From this quote, I found out that I would categorize myself as a gardener. I know the genre, but I don’t know what the story is or what comes next. The more the story unfolds itself to me, the more there is to work with and build a strong base.

Why did you choose to write children’s literature?
Writing children’s literature was never the course I planned on taking. In 2015, after almost a year of constant editing and rewriting of my first fictional novel for young adults (which to this day is not published), I started taking writing classes to help me with the structure of the novel. I remember my instructor once informed me to take a few days off of writing as I was suffering from writer’s block, and that’s when the idea of my first published children’s book, The Invisible Orphans, unfolded itself to me. 

I didn’t intend for it to be a children’s book; however, when a story unfolds itself, it chooses what it wants to be, and at that point, I thought to myself, children’s books are a great starting point and practice, especially to evolve as a writer — you always need to start somewhere.

I read that you embarked on your journey in 2014 by writing a fictional young adult novel? Is this finished? What is the story?
The story isn’t close to finished yet. When I began writing it 2014, it was totally different to what it is today. It’s still fictional for young adults but the plots, characters, and world-building have all evolved and matured to something totally different, and I’m glad that happened. I had to start from scratch and take bits and pieces from what I wrote in the past. It still has a long way to go. My goal right now is to work on other unfinished pieces and do more side research on that unfinished novel.
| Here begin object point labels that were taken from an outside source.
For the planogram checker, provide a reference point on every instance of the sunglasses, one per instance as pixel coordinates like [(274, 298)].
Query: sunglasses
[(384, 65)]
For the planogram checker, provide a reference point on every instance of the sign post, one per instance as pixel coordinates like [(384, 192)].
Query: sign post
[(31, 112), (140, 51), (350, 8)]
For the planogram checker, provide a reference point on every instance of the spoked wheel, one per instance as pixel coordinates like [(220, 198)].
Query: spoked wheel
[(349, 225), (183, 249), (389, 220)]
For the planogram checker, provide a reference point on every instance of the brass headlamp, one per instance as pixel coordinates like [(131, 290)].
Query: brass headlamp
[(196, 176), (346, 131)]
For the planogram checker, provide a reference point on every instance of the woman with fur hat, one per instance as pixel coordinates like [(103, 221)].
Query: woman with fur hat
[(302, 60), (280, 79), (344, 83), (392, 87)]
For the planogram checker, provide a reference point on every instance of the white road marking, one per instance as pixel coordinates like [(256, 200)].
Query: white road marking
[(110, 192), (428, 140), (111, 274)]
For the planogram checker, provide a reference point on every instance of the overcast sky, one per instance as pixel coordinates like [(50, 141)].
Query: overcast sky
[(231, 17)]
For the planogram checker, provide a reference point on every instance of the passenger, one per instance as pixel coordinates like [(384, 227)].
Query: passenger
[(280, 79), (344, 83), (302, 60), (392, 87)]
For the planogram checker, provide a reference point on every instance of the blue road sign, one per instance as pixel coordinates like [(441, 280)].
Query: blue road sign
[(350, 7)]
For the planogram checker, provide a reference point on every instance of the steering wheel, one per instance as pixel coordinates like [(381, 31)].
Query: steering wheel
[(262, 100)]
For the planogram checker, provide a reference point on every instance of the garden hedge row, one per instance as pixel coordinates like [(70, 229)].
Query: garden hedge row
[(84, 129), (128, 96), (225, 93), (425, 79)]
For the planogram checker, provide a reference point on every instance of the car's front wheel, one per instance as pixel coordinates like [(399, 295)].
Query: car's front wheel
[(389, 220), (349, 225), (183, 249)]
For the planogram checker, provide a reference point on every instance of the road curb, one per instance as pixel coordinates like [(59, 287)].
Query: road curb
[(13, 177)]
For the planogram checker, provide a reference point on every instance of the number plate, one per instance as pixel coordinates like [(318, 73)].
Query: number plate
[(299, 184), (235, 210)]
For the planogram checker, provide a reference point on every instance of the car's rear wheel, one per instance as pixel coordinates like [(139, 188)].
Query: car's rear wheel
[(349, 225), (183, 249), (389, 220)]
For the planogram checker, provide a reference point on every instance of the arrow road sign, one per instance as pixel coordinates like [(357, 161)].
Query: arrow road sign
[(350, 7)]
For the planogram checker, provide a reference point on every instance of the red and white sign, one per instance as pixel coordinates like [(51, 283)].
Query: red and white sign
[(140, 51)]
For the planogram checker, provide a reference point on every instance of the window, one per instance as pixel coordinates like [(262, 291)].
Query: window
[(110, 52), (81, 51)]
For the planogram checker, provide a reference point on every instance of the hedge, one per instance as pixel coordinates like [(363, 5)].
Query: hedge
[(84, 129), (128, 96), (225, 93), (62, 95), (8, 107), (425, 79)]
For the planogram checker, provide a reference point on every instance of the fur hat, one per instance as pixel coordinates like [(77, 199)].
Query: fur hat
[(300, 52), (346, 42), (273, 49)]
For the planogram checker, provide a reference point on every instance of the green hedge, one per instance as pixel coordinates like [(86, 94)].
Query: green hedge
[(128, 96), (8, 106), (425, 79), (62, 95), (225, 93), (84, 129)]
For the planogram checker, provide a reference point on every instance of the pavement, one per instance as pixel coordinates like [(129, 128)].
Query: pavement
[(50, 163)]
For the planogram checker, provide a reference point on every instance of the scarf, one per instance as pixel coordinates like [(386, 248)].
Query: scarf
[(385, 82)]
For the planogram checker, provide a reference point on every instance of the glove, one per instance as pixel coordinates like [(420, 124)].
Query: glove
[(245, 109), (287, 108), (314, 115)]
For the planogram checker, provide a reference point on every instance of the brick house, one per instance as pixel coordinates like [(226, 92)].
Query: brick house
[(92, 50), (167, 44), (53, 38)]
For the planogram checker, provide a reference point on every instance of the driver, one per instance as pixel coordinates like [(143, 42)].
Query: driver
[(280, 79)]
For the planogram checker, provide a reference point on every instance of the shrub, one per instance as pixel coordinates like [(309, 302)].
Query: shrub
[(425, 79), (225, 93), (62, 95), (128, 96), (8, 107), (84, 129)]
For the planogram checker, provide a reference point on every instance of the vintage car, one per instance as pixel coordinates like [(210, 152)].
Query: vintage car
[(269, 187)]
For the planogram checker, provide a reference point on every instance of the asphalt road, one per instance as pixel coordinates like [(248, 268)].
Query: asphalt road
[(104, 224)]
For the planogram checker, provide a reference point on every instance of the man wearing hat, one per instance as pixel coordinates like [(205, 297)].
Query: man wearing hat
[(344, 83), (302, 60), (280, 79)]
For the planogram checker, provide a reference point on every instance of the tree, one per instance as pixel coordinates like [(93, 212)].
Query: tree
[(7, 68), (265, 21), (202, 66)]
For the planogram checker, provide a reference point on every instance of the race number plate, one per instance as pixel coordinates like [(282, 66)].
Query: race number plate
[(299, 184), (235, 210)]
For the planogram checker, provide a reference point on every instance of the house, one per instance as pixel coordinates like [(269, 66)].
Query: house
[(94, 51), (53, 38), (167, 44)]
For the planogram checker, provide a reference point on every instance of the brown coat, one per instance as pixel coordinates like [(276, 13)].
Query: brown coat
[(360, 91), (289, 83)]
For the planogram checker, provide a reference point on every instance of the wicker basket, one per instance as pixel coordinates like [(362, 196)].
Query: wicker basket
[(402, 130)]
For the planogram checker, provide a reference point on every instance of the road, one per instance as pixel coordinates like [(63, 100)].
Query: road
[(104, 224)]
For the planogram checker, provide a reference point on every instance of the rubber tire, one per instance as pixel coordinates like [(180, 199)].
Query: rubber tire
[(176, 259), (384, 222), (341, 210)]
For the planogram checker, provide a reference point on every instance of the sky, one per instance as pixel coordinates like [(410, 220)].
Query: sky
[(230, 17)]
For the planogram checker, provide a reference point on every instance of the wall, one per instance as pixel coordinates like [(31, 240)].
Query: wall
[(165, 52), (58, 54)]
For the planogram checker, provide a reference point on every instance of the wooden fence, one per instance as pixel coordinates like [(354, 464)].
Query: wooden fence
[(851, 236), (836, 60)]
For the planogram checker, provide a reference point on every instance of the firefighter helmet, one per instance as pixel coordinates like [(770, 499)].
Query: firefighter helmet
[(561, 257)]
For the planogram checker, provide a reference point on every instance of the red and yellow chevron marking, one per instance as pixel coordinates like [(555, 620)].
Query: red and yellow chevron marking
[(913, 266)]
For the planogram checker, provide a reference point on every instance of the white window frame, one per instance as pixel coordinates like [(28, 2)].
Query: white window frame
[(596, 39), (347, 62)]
It’s a complex story with complex characters, and it requires a lot of patience and dedication. 

What are you working on next?
Right now, I’m working on a short story called Mouth of the Lion. The story is based on the red island in Ras Al Khaimah, which many today believe is haunted for some unknown reasons. The story goes back to the mid-1900s, and during that time there was a lot of trade between UAE and East Africa, which is something factual I do cover in the book. But I’ve played around a lot with the story, so nothing is really based on history, it’s purely fictional. All I can say is that strange events happen because someone took something they weren’t supposed to take.

What are three of your favorite novels you have ever read that you would recommend to your friends in a heartbeat?
I would recommend The Master and Margarita by Mikhail Bulgakov, To Kill A Mockingbird by Harper Lee, and The Rose of Tibet by Lionel Davidson.